The initial release of the stringi package for R is now available on CRAN. stringi is THE R package for very fast, correct, consistent and convenient string/text processing in each locale and any native character encoding. The use of the ICU library gives R users a platform-independent set of functions known to Java, Perl, Python, PHP, and Ruby programmers. The package’s API was inspired by Hadley Wickham’s stringr package. See the on-line manual for more information.
2014-03-11 new paper

IPMU 2014: Two Papers Accepted

The following papers have been accepted for publication in Proc. IPMU 2014:
  • Bartoszuk M., Gagolewski M., A fuzzy R code similarity detection algorithm.
  • Coroianu L., Gagolewski M., Grzegorzewski P., Adabitabar Firozja M., Houlari T., Piecewise linear approximation of fuzzy numbers preserving the support and core.
The conference proceedings will be published in Springer-Verlag's Communications in Computer and Information Science series.
2014-03-04 new book

Programowanie w Języku R [Programming in R]

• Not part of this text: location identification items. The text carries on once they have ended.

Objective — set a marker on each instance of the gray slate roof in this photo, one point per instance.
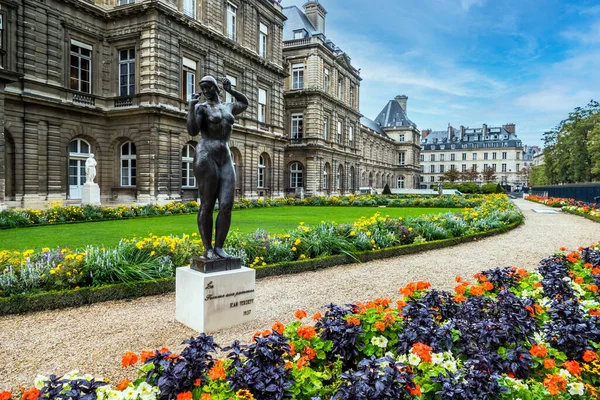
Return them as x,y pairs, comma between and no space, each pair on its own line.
393,115
372,125
296,19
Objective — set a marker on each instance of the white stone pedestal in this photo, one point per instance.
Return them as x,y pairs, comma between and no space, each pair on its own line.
214,301
91,194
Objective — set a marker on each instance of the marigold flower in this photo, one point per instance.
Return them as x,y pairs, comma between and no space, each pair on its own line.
123,384
185,396
278,327
128,359
572,366
217,371
306,331
538,350
589,356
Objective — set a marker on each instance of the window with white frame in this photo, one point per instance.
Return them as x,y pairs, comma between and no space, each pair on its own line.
297,126
189,8
189,78
350,135
296,175
401,158
81,67
400,183
263,34
231,21
188,180
297,76
127,72
262,167
262,105
229,98
128,164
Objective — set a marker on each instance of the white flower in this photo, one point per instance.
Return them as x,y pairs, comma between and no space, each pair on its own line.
450,366
414,359
576,388
437,358
40,381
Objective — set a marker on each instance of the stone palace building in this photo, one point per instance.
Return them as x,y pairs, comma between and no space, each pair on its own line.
112,78
475,149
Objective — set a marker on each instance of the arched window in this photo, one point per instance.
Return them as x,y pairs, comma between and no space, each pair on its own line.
79,151
324,183
296,175
262,167
401,182
128,164
188,180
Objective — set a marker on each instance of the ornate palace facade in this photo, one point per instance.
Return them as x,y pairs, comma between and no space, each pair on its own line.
112,78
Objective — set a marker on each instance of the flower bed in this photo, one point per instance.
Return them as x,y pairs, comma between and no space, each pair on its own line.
143,259
57,214
505,334
569,205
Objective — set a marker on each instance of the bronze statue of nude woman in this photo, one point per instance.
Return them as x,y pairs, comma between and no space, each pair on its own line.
213,165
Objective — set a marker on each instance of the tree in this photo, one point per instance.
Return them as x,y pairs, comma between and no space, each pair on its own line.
452,175
489,174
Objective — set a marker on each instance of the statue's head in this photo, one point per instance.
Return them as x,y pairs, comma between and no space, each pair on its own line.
209,84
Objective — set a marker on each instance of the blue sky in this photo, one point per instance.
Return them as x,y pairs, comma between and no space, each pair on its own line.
469,62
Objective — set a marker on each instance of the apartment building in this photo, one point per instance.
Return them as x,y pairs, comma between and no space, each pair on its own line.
494,149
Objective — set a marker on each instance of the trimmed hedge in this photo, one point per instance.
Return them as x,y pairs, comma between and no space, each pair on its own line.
22,303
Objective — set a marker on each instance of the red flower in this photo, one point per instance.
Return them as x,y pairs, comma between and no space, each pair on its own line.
185,396
589,356
128,359
123,384
572,366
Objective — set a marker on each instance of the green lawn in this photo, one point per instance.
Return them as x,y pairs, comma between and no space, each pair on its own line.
108,233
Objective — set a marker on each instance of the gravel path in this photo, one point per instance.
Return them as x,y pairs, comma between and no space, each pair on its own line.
93,338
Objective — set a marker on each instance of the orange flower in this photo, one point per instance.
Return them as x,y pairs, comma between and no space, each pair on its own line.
379,326
185,396
589,356
572,366
145,355
476,290
278,327
306,331
538,351
217,371
423,351
128,359
123,384
31,394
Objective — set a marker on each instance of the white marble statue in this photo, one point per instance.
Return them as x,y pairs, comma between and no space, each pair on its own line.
90,169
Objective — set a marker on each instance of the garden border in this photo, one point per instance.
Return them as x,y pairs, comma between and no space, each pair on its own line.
25,303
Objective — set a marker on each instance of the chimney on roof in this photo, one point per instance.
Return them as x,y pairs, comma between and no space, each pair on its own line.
510,128
315,13
402,99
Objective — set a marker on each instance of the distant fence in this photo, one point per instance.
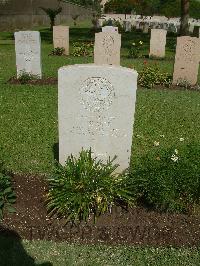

My R Programming Book (In Polish) is now available in bookstores. / Książka Programowanie w języku R jest dostępna w księgarniach. Polecam nie tylko do ,,poduszki''!
Programowanie w języku R - okładka
2014-01-03 software

FuzzyNumbers_0.3-3 Released

A new version of the FuzzyNumbers package for R is now available on CRAN.
** FuzzyNumbers Package CHANGELOG **


0.3-3 /2014-01-03/

* piecewiseLinearApproximation() now supports new method="SupportCorePreserving",
see  Coroianu L., Gagolewski M., Grzegorzewski P., Adabitabar Firozja M.,
Houlari T., Piecewise Linear Approximation of Fuzzy Numbers Preserving
the Support and Core, 2014 (submitted for publication).

* piecewiseLinearApproximation() now does not fail on exceptions thrown
by integrate(); fallback=Newton-Cotes formula.

* Removed `Suggests` dependency: testthat tests now available for developers
via the FuzzyNumbers github repository.

* Package manual has been corrected and extended.

* Package vignette is now only available
online at
2013-12-07 new paper

Accepted Paper on Applications of Monotone Measures and Universal Integrals

The paper Gagolewski M., Mesiar R., Monotone measures and universal integrals in a uniform framework for the scientific impact assessment problem has just been accepted for publication in Information Sciences (doi:10.1016/j.ins.2013.12.004).
Abstract: The Choquet, Sugeno, and Shilkret integrals with respect to monotone measures, as well as their generalization – the universal integral, stand for a useful tool in decision support systems. In this paper we propose a general construction method for aggregation operators that may be used in assessing output of scientists. We show that the most often currently used indices of bibliometric impact, like Hirsch's h, Woeginger's w, Egghe's g, Kosmulski's MAXPROD, and similar constructions, may be obtained by means of our framework. Moreover, the model easily leads to some new, very interesting functions.

AGOP 2015 Website Launched

8th International Summer School on Aggregation Operators - AGOP 2015 website has been launched.